Monday, March 25, 2019

Automatic detection of borrowing (Open problems in computational diversity linguistics 2)

The second task on my list of 10 open problems in computational diversity linguistics deals with detecting borrowings or language contact. The prototypical case of language contact would be lexical borrowing, where a word is borrowed from one language into another, such as English job, which was adopted by Germans in the rather specific meaning of temporary occupation. More complex cases involve semantic borrowing, where a way of denoting something is borrowed, not the form itself, such as, for example, the use of the word for mouse to denote a computer mouse in many languages of the world.
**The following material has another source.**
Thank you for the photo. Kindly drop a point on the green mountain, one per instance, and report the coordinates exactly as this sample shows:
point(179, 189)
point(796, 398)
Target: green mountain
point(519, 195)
Even less well understood are cases where specific aspects of grammar have been transferred. German has, for example, a certain number of neuter nouns, all borrowed from Ancient Greek or Latin, in which the plural is built according to (or inspired by) the Greek model: Lexikon has Lexika as plural, Komma has Kommata as plural, and Kompositum has Komposita as plural. While these cases are spurious in German and thus rather harmless (as are the similar examples in English), there are other cases of language contact where scholars not only suspect that plural forms have been borrowed along with the words (as in German), but that entire paradigms and strategies of grammatical marking have been adopted by one language from a neighboring variety as a result of close language contact.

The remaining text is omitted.